# Help picking shrub for hedges in Houston



## trashcanslam (Mar 7, 2006)

I live in Houston and need some help picking an evergreen shrub that will eventually grow in to form hedges. The area is the border between my house and sidewalk/yard. It is the length of the backyard and is 36" wide.

The problem is that it is totally covered by the eaves of my house and does not get any water at all when it rains. It also gets very little direct sunlight. I planted some beautiful azaleas but they didn't work out. This time I want to go back with a more hearty plant and will install a soaker hose to water every morning for 30 minutes.

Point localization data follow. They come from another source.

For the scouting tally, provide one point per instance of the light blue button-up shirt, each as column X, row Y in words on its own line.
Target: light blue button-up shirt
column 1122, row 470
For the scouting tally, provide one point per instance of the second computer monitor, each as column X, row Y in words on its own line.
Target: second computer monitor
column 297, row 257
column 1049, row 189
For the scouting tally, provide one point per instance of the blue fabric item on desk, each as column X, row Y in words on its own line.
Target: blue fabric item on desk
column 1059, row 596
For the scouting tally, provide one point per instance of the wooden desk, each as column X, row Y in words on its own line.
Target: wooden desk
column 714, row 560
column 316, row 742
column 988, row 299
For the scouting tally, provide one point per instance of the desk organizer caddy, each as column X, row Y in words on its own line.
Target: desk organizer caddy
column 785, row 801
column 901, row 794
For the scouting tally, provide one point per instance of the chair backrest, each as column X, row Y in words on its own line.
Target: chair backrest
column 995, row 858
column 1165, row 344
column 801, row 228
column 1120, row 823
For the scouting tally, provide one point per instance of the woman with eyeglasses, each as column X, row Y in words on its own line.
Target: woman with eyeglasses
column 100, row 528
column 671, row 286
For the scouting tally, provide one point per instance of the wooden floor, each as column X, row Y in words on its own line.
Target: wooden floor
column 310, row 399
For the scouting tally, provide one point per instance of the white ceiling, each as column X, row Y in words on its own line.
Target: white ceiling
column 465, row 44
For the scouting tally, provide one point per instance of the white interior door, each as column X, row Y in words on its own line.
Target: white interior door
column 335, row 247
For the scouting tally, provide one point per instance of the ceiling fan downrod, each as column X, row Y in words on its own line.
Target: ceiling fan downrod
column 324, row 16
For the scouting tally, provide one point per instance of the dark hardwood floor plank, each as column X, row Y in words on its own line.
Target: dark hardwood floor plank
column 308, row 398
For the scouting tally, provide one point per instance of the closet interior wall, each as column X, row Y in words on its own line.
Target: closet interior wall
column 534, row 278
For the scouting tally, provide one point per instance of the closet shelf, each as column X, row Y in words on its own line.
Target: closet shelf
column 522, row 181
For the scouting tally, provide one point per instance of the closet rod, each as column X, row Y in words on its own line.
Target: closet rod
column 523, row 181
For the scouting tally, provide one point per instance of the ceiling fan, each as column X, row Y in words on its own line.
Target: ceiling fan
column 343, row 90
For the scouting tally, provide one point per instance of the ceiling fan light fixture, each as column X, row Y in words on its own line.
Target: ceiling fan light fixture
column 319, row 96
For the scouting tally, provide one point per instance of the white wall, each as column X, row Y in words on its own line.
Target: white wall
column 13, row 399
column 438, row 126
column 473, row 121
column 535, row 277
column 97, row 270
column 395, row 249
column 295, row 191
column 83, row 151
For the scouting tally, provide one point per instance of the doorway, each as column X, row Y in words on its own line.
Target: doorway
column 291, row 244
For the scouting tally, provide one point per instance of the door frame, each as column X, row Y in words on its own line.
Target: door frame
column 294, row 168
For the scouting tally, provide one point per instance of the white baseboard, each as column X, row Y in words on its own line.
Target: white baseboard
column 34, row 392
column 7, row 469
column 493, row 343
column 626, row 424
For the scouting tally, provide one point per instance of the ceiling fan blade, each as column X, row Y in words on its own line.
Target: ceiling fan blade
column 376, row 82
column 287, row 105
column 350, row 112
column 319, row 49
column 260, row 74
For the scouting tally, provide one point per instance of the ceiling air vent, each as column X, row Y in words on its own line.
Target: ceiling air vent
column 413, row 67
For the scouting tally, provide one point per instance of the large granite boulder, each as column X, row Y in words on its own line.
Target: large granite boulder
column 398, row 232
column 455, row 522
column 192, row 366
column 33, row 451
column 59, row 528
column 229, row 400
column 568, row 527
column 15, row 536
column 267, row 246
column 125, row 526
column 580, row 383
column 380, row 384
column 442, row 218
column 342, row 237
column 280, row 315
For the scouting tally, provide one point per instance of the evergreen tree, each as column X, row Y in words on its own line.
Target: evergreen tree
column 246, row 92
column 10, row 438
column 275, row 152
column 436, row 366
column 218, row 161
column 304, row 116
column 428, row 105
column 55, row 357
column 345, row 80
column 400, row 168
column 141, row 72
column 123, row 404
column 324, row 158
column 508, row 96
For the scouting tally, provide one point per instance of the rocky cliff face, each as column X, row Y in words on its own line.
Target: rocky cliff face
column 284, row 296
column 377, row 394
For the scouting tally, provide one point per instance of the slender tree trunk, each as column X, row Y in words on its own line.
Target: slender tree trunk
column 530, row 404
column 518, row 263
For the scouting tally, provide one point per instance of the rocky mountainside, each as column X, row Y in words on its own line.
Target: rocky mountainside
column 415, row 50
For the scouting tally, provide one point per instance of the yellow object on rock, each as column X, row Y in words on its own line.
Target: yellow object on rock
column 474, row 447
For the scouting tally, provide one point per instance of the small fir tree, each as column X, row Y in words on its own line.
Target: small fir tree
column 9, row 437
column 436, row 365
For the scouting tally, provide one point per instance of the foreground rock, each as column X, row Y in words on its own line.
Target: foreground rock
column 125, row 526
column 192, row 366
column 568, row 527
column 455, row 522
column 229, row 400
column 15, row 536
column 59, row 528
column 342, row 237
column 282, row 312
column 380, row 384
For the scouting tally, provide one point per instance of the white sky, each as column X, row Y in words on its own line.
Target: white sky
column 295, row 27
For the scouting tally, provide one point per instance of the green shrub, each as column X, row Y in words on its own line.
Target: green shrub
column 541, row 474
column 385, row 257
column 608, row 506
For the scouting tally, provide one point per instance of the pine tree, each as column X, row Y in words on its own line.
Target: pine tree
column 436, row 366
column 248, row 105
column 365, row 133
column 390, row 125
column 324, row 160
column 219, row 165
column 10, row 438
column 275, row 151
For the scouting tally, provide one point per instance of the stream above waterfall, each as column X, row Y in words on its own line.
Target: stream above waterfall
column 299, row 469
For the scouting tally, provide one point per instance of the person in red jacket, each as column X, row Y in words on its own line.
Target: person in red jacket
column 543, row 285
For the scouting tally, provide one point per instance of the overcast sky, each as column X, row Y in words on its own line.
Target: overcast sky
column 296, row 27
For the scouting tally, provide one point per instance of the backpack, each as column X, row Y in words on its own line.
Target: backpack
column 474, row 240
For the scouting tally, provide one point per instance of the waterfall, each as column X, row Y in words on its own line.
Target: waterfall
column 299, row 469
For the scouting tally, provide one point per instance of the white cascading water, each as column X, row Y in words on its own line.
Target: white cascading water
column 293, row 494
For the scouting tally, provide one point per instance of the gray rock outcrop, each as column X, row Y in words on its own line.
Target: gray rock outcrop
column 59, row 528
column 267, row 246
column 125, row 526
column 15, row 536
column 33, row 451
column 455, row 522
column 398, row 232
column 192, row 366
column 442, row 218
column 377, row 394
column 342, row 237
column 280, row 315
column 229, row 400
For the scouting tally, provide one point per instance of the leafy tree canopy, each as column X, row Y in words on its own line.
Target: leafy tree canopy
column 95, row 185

Any help would be greatly appreciated!

Also, can I plant them now or do I need to wait until the Spring? Houston Garden Center seems to have very discounted prices going on now through the beginning of Spring.


----------



## CoastalOutfitters (Aug 20, 2004)

stay away from wax leaf ligustrums and red tip photenias , bad news

how tall and wide do you want the finished product

is it full shade ?


----------



## trashcanslam (Mar 7, 2006)

they need to be narrow and tall. I would say I would like to shape them to 24"-36" wide and 2.5-3' tall. One section (50') is full shade and one section (20') gets morning sun once it clears the fence so about 2-3 hours a day.


----------



## w_r_ranch (Jan 14, 2005)

Chinese Holly (Ilex cornuta 'Rotunda'). Trim it in the spring & forget about it. Will spear any burglar or peeping toms that happen to get too close.


----------



## JPEG (Aug 26, 2007)

I have some Dwarf Yopon Holly between the houses. They have thrived with absolutely no care. They are 5' tall after many years. They can be shaped or sheared to whatever shape or size you like.


----------



## big_zugie (Mar 14, 2006)

w_r_ranch said:


> Chinese Holly (Ilex cornuta 'Rotunda'). Trim it in the spring & forget about it. Will spear any burglar or peeping toms that happen to get too close.


oh do i hate these things, growing up my parents had one next to the house around a small tree and along the fence next to the driveway. we would be playing basketball and someone always managed to end up in them. that or we would take a leaf off and poke each other with them haha


----------